Leaving home, I saw that trees had been blown down and in some cases were blocking the roads.
Many of the fallen trees had been superb old specimens.
Only on my return from a tortuous journey did I begin to understand the true extent and impact of the Great Storm.
Over the following weekend I visited many woodlands and the level of destruction became apparent.
The beech trees were the main victims of the huge storm that ripped through the Henley area and much of the South. New Copse at Gallowstree Common was largely flattened, as were many other beech woodlands in our area.

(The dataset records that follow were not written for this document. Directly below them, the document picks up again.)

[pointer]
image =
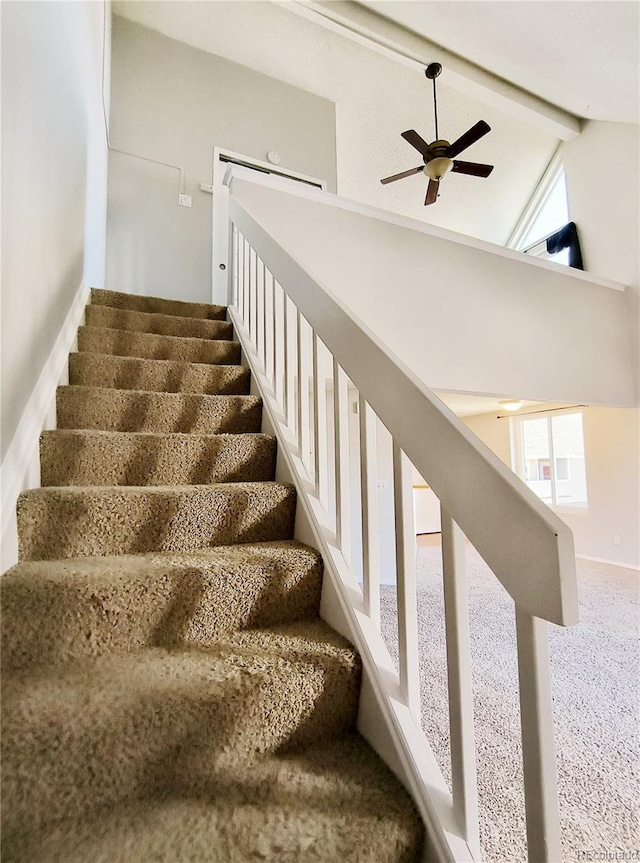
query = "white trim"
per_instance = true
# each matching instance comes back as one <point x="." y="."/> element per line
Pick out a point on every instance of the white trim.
<point x="536" y="201"/>
<point x="609" y="562"/>
<point x="400" y="44"/>
<point x="20" y="467"/>
<point x="386" y="719"/>
<point x="220" y="204"/>
<point x="331" y="200"/>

Some were cleared of fallen trees, others just left as they were for nature to take its course.
As a result the sky was suddenly open to other species of tree to fill the void and one of the first to capitalise on this opportunity was the ash (Fraxinus excelsior).
Now this coloniser of the former beech woods is itself under threat from a fungal pathogen called ash dieback (Hymenoscyphus fraxineus, which is ripping through some of our woodlands. Young ash saplings seem to be the most affected as I noticed at Clayfield Copse in Emmer Green and Bottom Wood, near Whitchurch.
Older trees such as those near Rotherfield Peppard that I examined seem to be unaffected but I will be keeping an eye on them.
An infected tree will display a distinct symptom when the leaves in the crown curl up and die.
This is, of course, not the first time that there has been a threat to some of our native tree species.
In the late Seventies, I witnessed the demise of our lovely elm trees due to disease (Ophiostoma ulmi). Once common, a mature elm specimen is a rarity these days.
Many years ago the lane that led to Mapledurham after passing Lilley Farm was a true green tunnel of elms. Now all you will find are some rotten stumps as a reminder.
There are plenty of healthy oak trees about and some truly ancient ones. Oaks can grow to an immense age and there is a wonderful example by Scot’s Farm, near Checkendon. If you bend down you can see right through it!
The heartwood has gone and the tree is not very tall but I like to think that sometime in the distant past it grew from an acorn buried by a forgetful jay.